Asian Games 2018 : Iran’s Indian connection is behind their victory over Kabaddi supremos

Yesterday Jakarta witnessed a historic moment in the Asian Games. Indian women’s team lost the Gold to Iran in the finals of Asian Games 2018. India’s supremacy in the World of Kabaddi came to an end.

Indian Women’s team was the favourite to clinch the Gold and complete a hat-trick of Gold at the Asian Games. But the unthinkable and unimaginable was witnessed by the Kabaddi fans when the final whistle blew and the scorecard reflected India had missed the Gold. The final scoreline read 27-24 with Iran clinching the Gold.

The magic that Iran created on the mat was lessons imparted by their coach, Mrs Shailaja Jain, an Indian who has been the talk of the town since Iran’s scintillating performance against India.

“If they had asked nicely, I might have even helped the Indian men’s team with insights into the Iranian opponents they lost to yesterday. But their attitude makes me feel like I am a criminal for coaching outside,” says the 61-year-old tactician in an interview with ‘The Indian Express’.

The right corner of the Indian defense was the target the she had set in her mind and raiders that could make a difference were sent in. “Within 2-3 minutes, India’s morale was down after our raiders attacked that right corner. Their defense crumbled, and we took advantage,” the plan worked as expected for the Iran Coach.

Two years ago in 2016, she was asked by Iranian Kabaddi Federation to rope in for coaching their women’s team. Firstly she was worried about going to Iran. The Iranians sped up her visa formalities within a week of month trail in 2016  and she had her on the first flight out to Tehran. She was worried about the dressing laws in Iran, treatment given to women there and whether she’d be able to get vegetarian food as she is pure veg-eating Jain.

The journey to Iran was difficult mentally also because “There are certain rules of that country, and I took it positively. Iran never compelled her to wear the head-scarf would wear an odhini like we do on a salwar kurta. I could not be stuck because of these things. Plus, if I hadn’t taken this up, people wouldn’t be so interested in my life story. It’s because I won the Asian Games with Iran beating favorites India, and I am a successful coach”. Iran had earlier offered her the role of coach in 2008 but she did not take it up as the pay was quite less.

Born and brought up in Nagpur she watched her mother play Kabaddi and was intrigued by the sport. She also played other sports like Kabaddi, Langdi, Kho-Kho and running during her school days.

Despite of her love for the game of Kabaddi where she played from the national and university teams she accepted a marriage proposal which could have been a setback for her career. Her husband haling from a rural background from Jalgaon supported her for the game of Kabaddi, they got married in 1980.

“He didn’t earn much, but my father-in-law sent me money to complete a course at NIS (National Institute of Sports). The Jain community isn’t always very forward-thinking but my in-laws were, despite coming from a village,” she says.

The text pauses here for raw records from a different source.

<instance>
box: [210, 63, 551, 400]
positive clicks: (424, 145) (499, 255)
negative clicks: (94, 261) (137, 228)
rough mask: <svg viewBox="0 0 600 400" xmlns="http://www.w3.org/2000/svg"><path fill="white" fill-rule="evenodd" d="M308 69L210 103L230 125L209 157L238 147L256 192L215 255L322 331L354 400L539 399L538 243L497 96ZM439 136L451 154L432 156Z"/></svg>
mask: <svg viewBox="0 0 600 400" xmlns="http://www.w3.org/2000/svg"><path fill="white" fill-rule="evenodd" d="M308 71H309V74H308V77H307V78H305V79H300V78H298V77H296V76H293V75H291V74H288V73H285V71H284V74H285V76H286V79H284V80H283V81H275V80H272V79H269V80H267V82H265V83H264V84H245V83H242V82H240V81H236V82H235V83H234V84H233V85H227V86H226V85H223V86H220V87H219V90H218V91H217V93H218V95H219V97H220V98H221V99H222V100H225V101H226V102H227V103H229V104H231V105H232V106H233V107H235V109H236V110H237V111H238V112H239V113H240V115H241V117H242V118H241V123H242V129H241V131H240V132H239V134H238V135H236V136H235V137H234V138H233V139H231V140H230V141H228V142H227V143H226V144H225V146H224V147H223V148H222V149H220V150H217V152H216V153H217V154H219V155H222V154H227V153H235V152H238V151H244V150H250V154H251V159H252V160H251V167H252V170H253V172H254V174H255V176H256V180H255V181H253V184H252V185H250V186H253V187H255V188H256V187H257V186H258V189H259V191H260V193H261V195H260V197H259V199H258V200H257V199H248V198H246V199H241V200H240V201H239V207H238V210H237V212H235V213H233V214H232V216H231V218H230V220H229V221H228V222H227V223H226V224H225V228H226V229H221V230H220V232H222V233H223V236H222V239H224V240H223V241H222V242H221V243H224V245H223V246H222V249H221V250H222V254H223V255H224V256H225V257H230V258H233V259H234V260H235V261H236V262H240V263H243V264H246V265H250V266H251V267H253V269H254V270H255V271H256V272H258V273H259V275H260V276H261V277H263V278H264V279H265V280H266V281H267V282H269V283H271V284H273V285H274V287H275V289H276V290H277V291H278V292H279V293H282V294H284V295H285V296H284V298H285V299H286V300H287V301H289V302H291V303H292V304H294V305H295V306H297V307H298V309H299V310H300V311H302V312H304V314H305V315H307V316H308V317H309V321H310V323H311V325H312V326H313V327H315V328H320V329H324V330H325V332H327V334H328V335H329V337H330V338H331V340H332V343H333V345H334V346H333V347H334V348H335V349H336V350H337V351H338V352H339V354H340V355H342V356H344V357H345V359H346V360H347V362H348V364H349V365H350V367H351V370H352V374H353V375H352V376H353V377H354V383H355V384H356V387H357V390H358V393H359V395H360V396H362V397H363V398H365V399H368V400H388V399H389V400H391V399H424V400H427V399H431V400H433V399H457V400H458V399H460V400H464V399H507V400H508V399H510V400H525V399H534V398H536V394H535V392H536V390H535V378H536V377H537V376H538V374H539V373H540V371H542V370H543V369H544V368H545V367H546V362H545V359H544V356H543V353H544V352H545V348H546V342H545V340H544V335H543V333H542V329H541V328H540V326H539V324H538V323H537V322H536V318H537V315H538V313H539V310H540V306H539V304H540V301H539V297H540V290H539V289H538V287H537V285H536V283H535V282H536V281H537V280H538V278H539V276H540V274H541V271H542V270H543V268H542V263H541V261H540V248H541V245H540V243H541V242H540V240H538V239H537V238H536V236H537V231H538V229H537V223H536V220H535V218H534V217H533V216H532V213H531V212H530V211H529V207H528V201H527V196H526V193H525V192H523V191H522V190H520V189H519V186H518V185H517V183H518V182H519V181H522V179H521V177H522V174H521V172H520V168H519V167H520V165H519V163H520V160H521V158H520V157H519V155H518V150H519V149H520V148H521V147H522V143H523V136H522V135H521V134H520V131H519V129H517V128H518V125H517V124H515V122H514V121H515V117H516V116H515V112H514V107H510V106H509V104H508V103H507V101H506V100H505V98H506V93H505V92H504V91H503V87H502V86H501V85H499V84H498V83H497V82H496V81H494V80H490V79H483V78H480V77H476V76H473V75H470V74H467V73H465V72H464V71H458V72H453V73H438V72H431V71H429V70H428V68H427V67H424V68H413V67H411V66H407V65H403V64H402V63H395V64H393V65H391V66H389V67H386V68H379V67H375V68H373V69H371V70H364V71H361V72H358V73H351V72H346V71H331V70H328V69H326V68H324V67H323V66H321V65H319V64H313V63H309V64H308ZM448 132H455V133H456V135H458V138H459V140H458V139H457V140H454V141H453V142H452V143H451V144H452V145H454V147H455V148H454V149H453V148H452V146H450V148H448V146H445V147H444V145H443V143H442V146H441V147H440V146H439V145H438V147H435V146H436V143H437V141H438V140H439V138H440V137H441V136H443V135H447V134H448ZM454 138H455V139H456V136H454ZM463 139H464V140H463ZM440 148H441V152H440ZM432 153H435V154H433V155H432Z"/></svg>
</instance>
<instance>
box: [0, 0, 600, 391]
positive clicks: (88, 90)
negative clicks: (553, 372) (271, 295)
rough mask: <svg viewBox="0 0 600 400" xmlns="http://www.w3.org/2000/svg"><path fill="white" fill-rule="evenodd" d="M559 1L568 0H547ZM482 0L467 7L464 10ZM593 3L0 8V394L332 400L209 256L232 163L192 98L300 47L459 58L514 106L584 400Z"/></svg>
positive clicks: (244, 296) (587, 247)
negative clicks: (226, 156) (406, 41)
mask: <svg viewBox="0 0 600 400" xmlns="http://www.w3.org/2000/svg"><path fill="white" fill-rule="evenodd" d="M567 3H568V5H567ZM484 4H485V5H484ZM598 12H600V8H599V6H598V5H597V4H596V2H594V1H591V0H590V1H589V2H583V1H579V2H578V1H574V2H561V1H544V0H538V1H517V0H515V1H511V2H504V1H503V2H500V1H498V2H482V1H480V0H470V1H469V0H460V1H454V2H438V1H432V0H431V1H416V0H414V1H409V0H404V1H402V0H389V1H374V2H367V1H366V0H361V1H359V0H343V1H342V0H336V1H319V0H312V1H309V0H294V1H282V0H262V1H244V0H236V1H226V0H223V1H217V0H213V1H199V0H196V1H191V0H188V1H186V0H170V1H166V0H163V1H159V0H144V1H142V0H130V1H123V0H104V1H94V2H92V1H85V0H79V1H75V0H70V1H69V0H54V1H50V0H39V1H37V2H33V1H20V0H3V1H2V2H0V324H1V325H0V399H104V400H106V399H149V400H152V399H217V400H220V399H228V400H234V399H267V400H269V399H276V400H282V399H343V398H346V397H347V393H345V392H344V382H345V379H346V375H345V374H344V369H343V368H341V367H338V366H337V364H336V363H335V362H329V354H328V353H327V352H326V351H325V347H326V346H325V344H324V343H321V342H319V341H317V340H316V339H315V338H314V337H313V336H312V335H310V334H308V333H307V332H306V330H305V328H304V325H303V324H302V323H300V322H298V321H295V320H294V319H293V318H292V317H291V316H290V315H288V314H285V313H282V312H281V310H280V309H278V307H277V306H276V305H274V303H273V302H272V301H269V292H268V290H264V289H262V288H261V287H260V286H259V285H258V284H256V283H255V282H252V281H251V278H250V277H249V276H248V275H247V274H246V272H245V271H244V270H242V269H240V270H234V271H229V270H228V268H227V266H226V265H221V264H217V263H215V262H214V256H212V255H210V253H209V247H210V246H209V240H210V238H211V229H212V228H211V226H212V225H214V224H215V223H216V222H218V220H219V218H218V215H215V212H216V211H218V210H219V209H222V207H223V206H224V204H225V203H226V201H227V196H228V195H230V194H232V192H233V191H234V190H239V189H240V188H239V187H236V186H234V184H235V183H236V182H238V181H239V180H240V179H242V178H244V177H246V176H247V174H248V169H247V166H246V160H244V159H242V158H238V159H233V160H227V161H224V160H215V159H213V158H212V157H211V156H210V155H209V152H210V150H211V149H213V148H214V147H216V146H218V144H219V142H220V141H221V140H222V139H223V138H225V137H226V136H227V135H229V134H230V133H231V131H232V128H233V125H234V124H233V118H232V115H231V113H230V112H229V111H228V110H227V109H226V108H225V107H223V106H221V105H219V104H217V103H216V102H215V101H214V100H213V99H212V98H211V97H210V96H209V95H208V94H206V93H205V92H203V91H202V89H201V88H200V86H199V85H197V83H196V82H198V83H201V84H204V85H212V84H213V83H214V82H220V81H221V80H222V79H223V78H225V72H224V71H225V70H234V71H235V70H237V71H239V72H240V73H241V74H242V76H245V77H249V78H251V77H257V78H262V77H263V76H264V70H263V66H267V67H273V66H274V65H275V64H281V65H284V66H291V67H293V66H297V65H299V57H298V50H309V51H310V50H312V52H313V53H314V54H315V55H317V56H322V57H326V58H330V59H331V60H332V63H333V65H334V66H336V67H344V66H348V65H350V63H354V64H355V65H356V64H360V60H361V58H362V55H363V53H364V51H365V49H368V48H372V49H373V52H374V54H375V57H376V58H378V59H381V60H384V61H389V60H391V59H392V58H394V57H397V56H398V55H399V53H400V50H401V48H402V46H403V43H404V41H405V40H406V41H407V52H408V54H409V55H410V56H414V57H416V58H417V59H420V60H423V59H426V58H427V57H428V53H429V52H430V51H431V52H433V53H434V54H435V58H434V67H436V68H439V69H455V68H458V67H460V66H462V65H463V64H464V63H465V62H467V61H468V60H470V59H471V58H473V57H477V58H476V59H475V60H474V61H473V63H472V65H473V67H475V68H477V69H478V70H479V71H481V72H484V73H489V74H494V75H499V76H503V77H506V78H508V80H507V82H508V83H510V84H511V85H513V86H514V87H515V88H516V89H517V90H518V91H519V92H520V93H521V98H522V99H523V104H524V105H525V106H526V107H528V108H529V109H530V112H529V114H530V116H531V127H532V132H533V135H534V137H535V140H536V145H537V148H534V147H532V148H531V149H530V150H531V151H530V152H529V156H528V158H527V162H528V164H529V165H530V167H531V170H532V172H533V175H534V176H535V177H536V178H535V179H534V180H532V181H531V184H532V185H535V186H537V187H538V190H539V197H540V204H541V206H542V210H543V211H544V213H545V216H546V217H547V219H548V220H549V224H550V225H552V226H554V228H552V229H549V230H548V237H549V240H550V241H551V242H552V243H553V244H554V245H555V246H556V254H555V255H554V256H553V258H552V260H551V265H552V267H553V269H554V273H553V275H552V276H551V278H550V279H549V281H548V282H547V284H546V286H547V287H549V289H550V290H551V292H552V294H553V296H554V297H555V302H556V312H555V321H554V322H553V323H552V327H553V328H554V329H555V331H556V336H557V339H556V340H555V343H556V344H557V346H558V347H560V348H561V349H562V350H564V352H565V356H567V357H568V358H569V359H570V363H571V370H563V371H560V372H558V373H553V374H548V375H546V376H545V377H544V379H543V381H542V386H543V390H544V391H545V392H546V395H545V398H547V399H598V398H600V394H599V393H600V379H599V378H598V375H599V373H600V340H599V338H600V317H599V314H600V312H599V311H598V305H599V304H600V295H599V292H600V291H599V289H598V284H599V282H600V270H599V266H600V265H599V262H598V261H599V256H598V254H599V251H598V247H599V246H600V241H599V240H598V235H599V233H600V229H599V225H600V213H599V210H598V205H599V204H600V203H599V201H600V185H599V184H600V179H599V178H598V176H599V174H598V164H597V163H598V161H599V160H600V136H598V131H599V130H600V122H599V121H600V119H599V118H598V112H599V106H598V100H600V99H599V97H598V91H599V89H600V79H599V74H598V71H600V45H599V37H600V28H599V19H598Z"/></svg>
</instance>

The support from her in-laws was a driving force for her to become a top level coach. She successfully cleared the coach’s exam and post that trained more than 300 players to make it big in the world of Kabaddi. She quit her job from NIS in 2014, Iran still had a desire to appoint her as their team’s coach the offer which she had rejected more than 8 years ago.

Iranian players posses great fitness skills, be it their men or women they are strong and rugged both mentally and physically. This was why despite a blow on her head star raider Ghazal Khalaj continued to play till the final whistle.

She was the final authority when it came to final selection of the team. The 12 players that made it to the list were trained to be the best in every possible way. Apart from the physical fitness, being mentally strong is a characteristic that every sportsman must posses.

When you dream of something and start working on the same with efforts that lead to such a sweet victory, it gives a sense of completeness and fulfillment to be known as a Asian Games winning Kabaddi Coach.